3. The request for doctor-assisted suicide must be made clearly and repeatedly and emanate from the patient's own free will rather than come from a family member or surrogate or even from a directive the patient prepared in advance of illness.

4. The patient's judgment must not be distorted by depression or some other reversible mental disorder which, if treated, might change the patient's perspective on a desire to die. For example, relief of depression in severely handicapped patients may allow them to see things that are worth living for.

5. The doctor involved should be one who has had a meaningful relationship with the patient and who can fully understand why the patient considers death to be the best option.

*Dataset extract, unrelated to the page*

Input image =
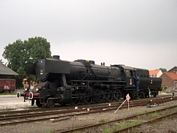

6. A consulting doctor should concur that "the patient's request is voluntary and rational, the diagnosis and prognosis accurate and the exploration of comfort-oriented alternatives thorough."

7. The patient, the doctor and the consultant must each sign a consent form attesting to the fact that the above conditions have been satisfied.

In an interview, Quill emphasized: "Each person has his or her own definition of what is tolerable. The patient is the expert on his own circumstances."

As he and his collaborators wrote in the journal, "The most frightening aspect of death for many is not physical pain but the prospect of losing control and independence and of dying in an undignified, unesthetic, absurd and existentially unacceptable condition."

This is how my mother died, and 35 years later I still regret that we did not let her choose her own way.

Jane Brody writes about health issues for The New York Times.